Over bestreden besluit 2: Maatregel van bewaring
6. Omdat de bewaring is opgeheven, beperkt de beoordeling zich in deze zaak tot de vraag of aan eiser schadevergoeding moet worden toegekend. In dit verband moet de vraag worden beantwoord of de tenuitvoerlegging van de maatregel van bewaring op enig moment voorafgaande aan de opheffing daarvan onrechtmatig is geweest. Op grond van artikel 106 van de Vw kan de rechtbank indien de bewaring al is opgeheven vóór de behandeling van het verzoek om opheffing van de bewaring aan eiser een schadevergoeding ten laste van de Staat toekennen.
7. Eiser is op grond van artikel 59, eerste lid, aanhef en onder a, van de Vw 2000 in bewaring gesteld in het belang van de openbare orde omdat er een risico bestaat dat eiser zich aan het toezicht zal onttrekken en dat eiser de voorbereiding van het vertrek of de uitzettingsprocedure ontwijkt of belemmert. Verweerder heeft aan de maatregel van bewaring dezelfde zware en lichte gronden ten grondslag gelegd als aan het terugkeerbesluit.
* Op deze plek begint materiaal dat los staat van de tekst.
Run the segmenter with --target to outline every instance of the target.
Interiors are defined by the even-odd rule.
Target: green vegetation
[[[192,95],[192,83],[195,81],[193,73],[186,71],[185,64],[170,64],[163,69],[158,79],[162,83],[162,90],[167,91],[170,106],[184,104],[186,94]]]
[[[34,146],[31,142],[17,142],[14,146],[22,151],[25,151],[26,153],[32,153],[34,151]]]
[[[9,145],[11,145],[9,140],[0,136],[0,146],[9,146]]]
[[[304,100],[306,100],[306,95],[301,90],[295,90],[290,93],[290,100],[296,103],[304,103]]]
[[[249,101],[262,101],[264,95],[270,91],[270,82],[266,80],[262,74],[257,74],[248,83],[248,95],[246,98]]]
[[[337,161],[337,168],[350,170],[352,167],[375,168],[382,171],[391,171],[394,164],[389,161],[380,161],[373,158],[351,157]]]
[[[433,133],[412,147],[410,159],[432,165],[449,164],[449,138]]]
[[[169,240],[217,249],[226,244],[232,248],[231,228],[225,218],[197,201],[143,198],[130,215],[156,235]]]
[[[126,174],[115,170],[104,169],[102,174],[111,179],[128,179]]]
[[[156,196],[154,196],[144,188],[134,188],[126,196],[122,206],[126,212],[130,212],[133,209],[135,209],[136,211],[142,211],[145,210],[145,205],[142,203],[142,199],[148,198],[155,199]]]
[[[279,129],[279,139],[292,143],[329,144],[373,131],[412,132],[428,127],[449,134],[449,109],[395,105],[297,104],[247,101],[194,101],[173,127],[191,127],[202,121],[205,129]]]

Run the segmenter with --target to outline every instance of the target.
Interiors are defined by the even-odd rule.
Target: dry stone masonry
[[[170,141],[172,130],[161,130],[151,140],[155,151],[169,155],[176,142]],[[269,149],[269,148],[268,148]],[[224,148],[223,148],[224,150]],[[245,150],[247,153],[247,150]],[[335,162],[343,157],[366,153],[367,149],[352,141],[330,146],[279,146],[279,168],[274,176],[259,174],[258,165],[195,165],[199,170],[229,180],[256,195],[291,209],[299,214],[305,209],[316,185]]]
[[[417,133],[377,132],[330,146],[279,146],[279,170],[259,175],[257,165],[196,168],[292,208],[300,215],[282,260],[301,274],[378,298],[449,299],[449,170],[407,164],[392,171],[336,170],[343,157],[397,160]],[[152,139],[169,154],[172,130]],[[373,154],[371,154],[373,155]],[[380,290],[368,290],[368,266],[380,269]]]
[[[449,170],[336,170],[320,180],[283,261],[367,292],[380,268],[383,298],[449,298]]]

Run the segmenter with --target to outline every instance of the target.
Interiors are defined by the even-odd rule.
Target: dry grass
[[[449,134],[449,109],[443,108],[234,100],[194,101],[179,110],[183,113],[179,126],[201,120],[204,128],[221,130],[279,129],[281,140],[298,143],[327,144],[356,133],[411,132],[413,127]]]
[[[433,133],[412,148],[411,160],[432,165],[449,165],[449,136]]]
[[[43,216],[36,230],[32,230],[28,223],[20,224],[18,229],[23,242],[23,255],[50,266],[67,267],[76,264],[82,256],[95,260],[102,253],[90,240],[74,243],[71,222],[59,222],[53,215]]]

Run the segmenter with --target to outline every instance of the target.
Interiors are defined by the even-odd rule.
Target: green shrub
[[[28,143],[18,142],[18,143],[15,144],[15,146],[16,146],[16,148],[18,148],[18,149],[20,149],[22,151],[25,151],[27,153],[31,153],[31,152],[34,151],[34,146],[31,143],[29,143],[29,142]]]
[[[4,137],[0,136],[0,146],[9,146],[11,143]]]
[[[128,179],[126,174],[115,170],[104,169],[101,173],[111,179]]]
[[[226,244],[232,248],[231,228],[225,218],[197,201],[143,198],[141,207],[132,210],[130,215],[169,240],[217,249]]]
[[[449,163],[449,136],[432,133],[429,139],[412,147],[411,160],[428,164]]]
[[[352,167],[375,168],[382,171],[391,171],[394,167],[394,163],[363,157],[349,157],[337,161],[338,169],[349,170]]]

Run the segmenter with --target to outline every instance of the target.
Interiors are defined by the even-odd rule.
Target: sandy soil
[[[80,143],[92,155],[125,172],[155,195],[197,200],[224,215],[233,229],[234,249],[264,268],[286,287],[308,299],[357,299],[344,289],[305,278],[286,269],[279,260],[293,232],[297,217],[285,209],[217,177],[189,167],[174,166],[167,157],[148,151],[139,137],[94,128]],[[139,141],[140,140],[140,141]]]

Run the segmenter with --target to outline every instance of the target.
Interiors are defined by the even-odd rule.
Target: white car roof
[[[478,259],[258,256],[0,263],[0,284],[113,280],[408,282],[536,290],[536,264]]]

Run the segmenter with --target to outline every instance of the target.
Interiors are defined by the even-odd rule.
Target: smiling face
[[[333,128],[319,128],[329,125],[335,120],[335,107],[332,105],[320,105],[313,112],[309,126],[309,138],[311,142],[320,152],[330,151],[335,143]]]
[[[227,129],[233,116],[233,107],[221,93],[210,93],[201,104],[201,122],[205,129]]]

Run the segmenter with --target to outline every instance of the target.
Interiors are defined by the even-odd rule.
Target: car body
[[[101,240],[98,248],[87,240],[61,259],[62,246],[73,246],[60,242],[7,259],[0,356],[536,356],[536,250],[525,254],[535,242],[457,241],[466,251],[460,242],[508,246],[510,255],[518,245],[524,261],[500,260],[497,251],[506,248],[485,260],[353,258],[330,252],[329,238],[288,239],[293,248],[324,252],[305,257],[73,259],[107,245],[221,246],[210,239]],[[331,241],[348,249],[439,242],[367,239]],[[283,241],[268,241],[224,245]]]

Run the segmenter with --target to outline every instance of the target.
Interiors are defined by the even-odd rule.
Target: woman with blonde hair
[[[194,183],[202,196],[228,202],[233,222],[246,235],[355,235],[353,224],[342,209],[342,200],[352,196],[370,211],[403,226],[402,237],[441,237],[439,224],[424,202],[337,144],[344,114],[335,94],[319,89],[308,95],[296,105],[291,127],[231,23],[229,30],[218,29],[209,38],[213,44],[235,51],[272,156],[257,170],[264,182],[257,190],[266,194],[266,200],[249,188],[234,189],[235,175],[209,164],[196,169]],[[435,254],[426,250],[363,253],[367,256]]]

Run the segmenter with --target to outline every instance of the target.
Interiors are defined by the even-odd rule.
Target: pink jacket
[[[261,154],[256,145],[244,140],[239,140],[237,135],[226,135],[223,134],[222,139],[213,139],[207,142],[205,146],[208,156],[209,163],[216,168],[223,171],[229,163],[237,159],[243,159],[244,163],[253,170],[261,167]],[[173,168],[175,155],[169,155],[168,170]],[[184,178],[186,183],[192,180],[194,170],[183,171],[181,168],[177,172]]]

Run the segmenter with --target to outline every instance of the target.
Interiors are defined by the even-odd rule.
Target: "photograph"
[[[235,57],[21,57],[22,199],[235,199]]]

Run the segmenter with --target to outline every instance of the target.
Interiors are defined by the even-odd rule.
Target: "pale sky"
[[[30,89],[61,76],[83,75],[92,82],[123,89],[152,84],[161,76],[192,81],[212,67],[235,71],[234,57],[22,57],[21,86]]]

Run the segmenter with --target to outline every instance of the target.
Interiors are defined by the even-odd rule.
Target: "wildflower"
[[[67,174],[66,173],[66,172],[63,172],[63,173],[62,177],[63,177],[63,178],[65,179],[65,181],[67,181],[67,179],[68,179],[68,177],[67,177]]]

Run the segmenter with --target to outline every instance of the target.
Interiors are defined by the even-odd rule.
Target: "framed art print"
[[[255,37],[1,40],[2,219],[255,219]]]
8. De rechtbank heeft in rechtsoverweging 4.1. overwogen dat de zware grond 3g feitelijk juist is en dat deze zware grond en de lichte grond 4e terecht aan het terugkeerbesluit ten grondslag zijn gelegd. De rechtbank is daarom van oordeel dat verweerder deze gronden ook aan de maatregel van bewaring ten grondslag heeft kunnen leggen.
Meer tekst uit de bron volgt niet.